Movies Nes??? Surely you jest....and I seem to remember it as just one big long series...


----------



## Foxbat (Jul 29, 2006)

It is being shown on ITV4 on Freeview in the UK.

Although I like _Monkey_, I much prefer that other classic from the 70s..._The Water_ _Margin_....great stuff


----------



## Nesacat (Jul 30, 2006)

The Chinese made several movies and Hollywood sort of did a mini series in English that was pretty okay for Hollywood.

There's many versions in Chinese that I have. They follows the story very closely and all the characters really look like they should. So Pigsy has a piggy face, snout and all. Monkey does look like a Monkey.

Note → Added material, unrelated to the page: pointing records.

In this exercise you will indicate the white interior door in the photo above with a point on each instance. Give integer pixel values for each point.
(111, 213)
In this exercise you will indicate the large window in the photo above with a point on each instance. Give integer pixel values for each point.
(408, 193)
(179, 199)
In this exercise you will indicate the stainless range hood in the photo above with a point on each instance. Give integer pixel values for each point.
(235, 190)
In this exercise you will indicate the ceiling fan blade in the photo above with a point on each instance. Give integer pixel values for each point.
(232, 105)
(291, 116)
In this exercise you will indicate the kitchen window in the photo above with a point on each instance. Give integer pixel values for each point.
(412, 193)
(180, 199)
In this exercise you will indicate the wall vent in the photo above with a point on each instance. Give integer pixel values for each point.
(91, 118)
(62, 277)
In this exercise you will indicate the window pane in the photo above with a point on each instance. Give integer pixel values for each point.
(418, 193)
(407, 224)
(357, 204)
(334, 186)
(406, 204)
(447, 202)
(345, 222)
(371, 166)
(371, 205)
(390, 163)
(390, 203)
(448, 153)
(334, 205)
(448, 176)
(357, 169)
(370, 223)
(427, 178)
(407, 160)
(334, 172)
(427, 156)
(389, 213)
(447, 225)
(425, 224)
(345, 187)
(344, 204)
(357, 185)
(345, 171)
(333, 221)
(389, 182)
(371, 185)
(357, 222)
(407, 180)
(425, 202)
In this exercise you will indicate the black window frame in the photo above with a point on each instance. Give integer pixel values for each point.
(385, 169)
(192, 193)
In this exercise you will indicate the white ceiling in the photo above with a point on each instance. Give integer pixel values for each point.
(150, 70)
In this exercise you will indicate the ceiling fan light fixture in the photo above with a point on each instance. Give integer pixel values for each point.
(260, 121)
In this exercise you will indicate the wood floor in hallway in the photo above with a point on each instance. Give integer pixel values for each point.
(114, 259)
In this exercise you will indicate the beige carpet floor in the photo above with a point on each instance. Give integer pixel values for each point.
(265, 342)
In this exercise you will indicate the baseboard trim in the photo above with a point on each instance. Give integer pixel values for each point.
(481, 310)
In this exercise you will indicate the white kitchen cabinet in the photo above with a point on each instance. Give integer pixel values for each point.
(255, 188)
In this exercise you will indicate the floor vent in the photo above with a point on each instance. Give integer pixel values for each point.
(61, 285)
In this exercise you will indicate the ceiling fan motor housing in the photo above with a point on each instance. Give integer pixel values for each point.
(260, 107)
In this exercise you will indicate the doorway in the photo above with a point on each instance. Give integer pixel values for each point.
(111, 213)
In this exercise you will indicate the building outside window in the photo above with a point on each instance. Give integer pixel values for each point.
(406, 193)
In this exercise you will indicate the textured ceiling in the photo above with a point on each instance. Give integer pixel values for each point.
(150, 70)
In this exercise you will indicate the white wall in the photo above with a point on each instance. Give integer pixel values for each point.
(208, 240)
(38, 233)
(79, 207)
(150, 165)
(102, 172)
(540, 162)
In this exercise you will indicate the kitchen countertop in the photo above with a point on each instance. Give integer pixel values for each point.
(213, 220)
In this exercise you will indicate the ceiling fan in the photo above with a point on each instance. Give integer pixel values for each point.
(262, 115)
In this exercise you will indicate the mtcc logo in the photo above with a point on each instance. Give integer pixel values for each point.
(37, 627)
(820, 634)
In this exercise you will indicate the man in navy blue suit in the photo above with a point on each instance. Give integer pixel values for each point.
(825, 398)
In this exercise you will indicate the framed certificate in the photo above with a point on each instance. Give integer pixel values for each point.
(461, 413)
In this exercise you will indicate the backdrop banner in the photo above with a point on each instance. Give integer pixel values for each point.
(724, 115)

China recently began reissuing all the old classis and I know they are working on Jorney to the West but it's not out yet. I like the books personally. There's a whole set of illustrated ones.


----------



## Rosemary (Jul 30, 2006)

I too remember the TV Series of Monkey...but oh dear, it was such a long time ago though!    I seem to recall that they all had a very dry sense of humour!


----------



## sanityassassin (Jul 30, 2006)

I remember Monkey from long time ago he had to pull out a hair and blew on it to get the cloud to fly


----------



## nixie (Jul 30, 2006)

I vaguely remember Monkey, didn't watch it that often, prefered the Water Margin.Ant one else remember it?


----------



## Cobolt (Jul 31, 2006)

Monkey Magic!!!

Even now I can remember those huge sideburns on monkey, that tall guy who was an early incarnation of that hippie from The Young Ones and of course Pigsy.

The speeding cloud and the fight scenes, those were the days....

As for The Water Margin, much too serious for me, that was for the older people, Monkey was more slapstick.


----------



## speedingslug (Jul 31, 2006)

I loved Monkey, I had a monkey stick made from a plumber's drain pole 

It was a long time ago !


----------



## Lacedaemonian (Jul 31, 2006)

Marvellous series.  Not just the nostalgia either as I watched the full series only 2 years ago.  The end musical score was excellent.  I bought a novel about the monkey king but have not read it yet.


----------



## Nesacat (Aug 1, 2006)

Just out of curiousity Lacedaemonian; which book did you get?


----------



## Snowdog (Aug 1, 2006)

I also preferred The Water Margin.

On a sad note, the girl playing the monk died very young, and I can't watch Monkey now without thinking of that.


----------



## Niolani (Aug 3, 2006)

Snowdog said:
			
		

> On a sad note, the girl playing the monk died very young, and I can't watch Monkey now without thinking of that.


 
Did she really? Here in australia they screened about half the episodes one year along with bits of related trivia in 1998 and she wasn't dead then I don't think. How sad.
I absolutely loved Monkey Magic as a kid and still do, much to the disgust of my parents and husband. Anybody else play games with other kids when they were little pretending to be the characters and battle demons and what not?


----------



## tiny99 (Aug 6, 2006)

Great to hear of so many other cheeky Monkeys around these parts. But do any of you know what happened at the end?????   I'd love to know....


----------



## MARKLS21 (Sep 3, 2006)

In the original book by wu-cheng yen,they made it to india and were all made divine beings,back in our world,the actress,(yes,she was female,like we all couldn't tell),shot,and killed her adulterer husband,and i think died in prison.I recently saw a programme with an interview with the 'monkey'.actor,who you wouldn't recognise as the same guy,who's only complaint was that all that staff- work,had muscled his wrists and forearms to the point of ruining his golf game.Incidentally,as i was about 8 or 9 when it was on fridays 6pm on bbc2,my grandad made me a brilliant replica from a broom handle painted black and gold,fantastic!!


----------



## jenna (Sep 4, 2006)

my sister and i LOVED this show. like, seriously LOVED  it. i remember it really clearly even though it was ages ago. and i even remember all the words to the song... "born from an egg on a mountain top, the punkiest monkey that ever popped..." it's definitely on my list of box sets to buy, but it's a freaking loooooong list, so it will be a while! i wish they'd repeat it on cable so i could watch it again.

i do remember the very last episode, but it wasn't like a big ending. i remember Trippitaka's mother died, and i think that was the episode that monkey fell in love with some chick. but yeah, they didn't reach India in the show, because it was cancelled after that. 
[SIZE=+0][/SIZE]


----------